Her throat was constricted so much she could hardly get the next line out, but out it came, and with it any remaining attempts at denial.
"You'll never know, dear… how much I love you…"
She held the locket to her heart, crying freely now that her last wall of stubbornness had been knocked down, the last line of the song breathed out in a whisper.
"Please don't take my sunshine away."
She sat on her bedroom floor, crying and doing nothing else, for a good ten minutes.
Finally, her eyes seemed to be mostly dried out. She wiped away the last of her tears, looking again at the locket. "Oh, Arnold, my love," she murmured—and it came out so naturally, so clearly, that she wondered why she hadn't been referring to him as such all this time. "I'm such a basket case, darling, and it's all because of you… what ungodly force possessed you to want to spend time with me?" She sniffled. Okay, scratch that about her eyes having dried up; there seemed to be more tears just waiting to fall out. "My selfish, egotistical heart wants nothing more than to have you all to myself… but nevertheless, I know what I must do." Yep, the tears were back. "I know that you are far better off without me, my angel. And while I must right the wrong I have done you and finally tell you the truth about how I feel, I also must explain why it is you are better off far, far away from me.

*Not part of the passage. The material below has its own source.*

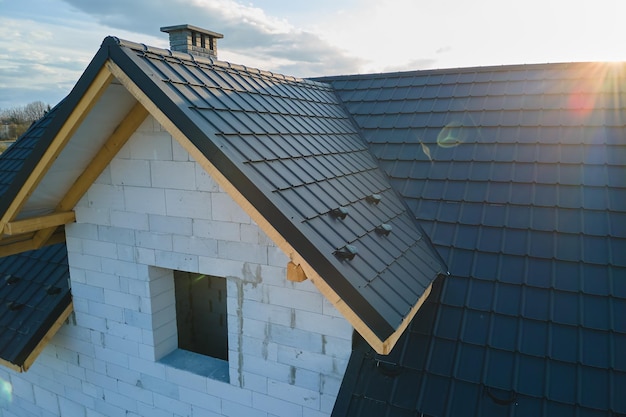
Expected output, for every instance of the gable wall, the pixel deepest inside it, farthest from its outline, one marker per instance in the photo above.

It won't take much explaining, dear." She touched the locket and gave a sad smile. "After the way I treated you yesterday in my foolish attempts to deny my love for you, you probably already want nothing more to do with me, and as for me… you mustn't worry about me, my love. I have long since already resigned myself to a miserable, lonely life. I will be content to love you from afar. Watching you be happy and successful as I know you will be is all I ask for."
Her smile broke, and in anguish she set the locket face-down on top of the nightstand. "No matter how much I want you," she whispered.
If only she had fully realized her feelings yesterday, when he had actually asked her out! Then maybe, just maybe… But no. No wondering what could have been. It was better for Arnold this way.
Although, if what he wanted was to spend time with her… and she wanted him to be happy… and spending time with her made him happy… was it really a win/win situation?
"No, I can't," Helga snapped at herself. "I love him. I want what's best for him. And that's certainly not me. Besides, not even Arnold could forgive what I did yesterday. He'll probably be glad to finally be rid of me."
She uneasily rose to her feet, picking up the locket again, thinking for a foolish second or two that she needed a more recent picture of him in it—but no, this thing was going back in the drawer where it belonged. "If only I could be rid of you half so easily, my love," she murmured.